Technology is another important part of that evolution. The white paper identifies technology, ESG integration and digital transformation as sources of operational advantage and notes the growing use of AI in portfolio management, digital onboarding and cloud-based compliance systems. For family businesses building more international operating models, these are increasingly part of how oversight, reporting and cross-border coordination are strengthened over time.
East African family businesses are moving towards more professionalised and technology-driven structures, seeking resilience, tax efficiency and governance sophistication.
Photo credit: Jersey Finance
Values and long-term alignment are also becoming more prominent. The report notes that Shari’a-compliant finance is evolving in parallel with ESG demands, technological innovation and regulatory reform. The accompanying podcast discussion reinforces that point, highlighting both the convergence between ESG principles and Islamic finance and the future-proofing of family offices through modernised governance and more secure cross-border strategies. For us, that underlines a broader point: future-proofing is not only about structure. It is also about ensuring that structures reflect the long-term priorities, values and stewardship objectives of the families they serve.
Within that environment, Jersey’s role is clear. Jersey is a forward-thinking IFC, supported by political and economic stability and a robust regulatory framework that has set it apart for more than six decades. Jersey’s focus on substance, together with its breadth of expertise across private wealth, corporate services, banking, funds and investment management, underpins its offering to international families and their advisers. The report adds an important market dimension here too, identifying Jersey’s unique position as a trusted bridge for east-west capital flows, particularly in accessing UK and European assets, while also showcasing expertise in Shari’a-compliant finance.
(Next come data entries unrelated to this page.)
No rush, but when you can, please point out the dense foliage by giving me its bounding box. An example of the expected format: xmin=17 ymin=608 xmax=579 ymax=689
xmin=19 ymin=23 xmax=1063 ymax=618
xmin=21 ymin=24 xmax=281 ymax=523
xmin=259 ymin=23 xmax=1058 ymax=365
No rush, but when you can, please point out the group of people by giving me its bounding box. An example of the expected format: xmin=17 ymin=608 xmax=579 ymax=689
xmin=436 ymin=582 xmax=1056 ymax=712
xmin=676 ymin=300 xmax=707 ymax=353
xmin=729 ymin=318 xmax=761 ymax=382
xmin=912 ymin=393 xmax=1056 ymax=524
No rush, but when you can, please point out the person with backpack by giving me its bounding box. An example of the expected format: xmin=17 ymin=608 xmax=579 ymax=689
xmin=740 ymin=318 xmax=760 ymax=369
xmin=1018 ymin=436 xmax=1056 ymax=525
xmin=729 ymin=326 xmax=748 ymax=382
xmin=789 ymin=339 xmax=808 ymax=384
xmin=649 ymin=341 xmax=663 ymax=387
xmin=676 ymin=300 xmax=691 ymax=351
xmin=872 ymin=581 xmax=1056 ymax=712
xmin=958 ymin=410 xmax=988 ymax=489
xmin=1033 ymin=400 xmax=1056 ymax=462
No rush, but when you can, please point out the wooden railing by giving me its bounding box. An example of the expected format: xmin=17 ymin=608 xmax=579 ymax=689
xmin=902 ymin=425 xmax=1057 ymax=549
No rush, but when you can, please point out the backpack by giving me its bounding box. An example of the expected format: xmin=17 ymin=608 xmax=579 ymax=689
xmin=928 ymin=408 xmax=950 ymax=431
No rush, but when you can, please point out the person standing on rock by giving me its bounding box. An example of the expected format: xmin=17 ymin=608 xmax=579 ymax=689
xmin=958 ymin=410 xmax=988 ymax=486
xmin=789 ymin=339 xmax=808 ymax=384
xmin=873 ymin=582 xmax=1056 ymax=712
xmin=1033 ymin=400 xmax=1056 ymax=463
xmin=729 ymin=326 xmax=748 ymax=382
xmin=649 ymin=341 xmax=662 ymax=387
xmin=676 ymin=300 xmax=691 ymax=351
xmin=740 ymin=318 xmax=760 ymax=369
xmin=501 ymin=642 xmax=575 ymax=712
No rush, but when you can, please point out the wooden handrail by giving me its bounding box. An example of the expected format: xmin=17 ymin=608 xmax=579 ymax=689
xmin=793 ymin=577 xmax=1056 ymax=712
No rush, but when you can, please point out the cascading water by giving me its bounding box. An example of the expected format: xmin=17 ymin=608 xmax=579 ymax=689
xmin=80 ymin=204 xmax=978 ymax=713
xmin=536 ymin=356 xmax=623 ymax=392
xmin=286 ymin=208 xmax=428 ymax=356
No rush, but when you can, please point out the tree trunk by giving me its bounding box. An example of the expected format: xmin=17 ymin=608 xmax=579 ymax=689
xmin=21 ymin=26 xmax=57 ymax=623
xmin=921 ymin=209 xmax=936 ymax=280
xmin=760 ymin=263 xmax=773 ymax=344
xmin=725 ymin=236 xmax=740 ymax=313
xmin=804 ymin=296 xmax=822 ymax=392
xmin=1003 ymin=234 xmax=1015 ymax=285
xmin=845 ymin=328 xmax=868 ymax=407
For family offices and their advisers, the message is a practical one. As structures become more international and more institutional, the need for robust structuring becomes greater. Future-proofing will not be achieved through structure alone, it depends on stronger governance, intergenerational planning, digital enablement, regulatory clarity and the ability to operate confidently across borders.
At Jersey Finance, we believe that professionalisation, transparency and internationally aligned structuring will be increasingly important for family offices operating across borders. As that evolution continues, Jersey’s forward-thinking, substance-based and internationally respected finance centre can play an important role in supporting continuity, resilience and long-term growth.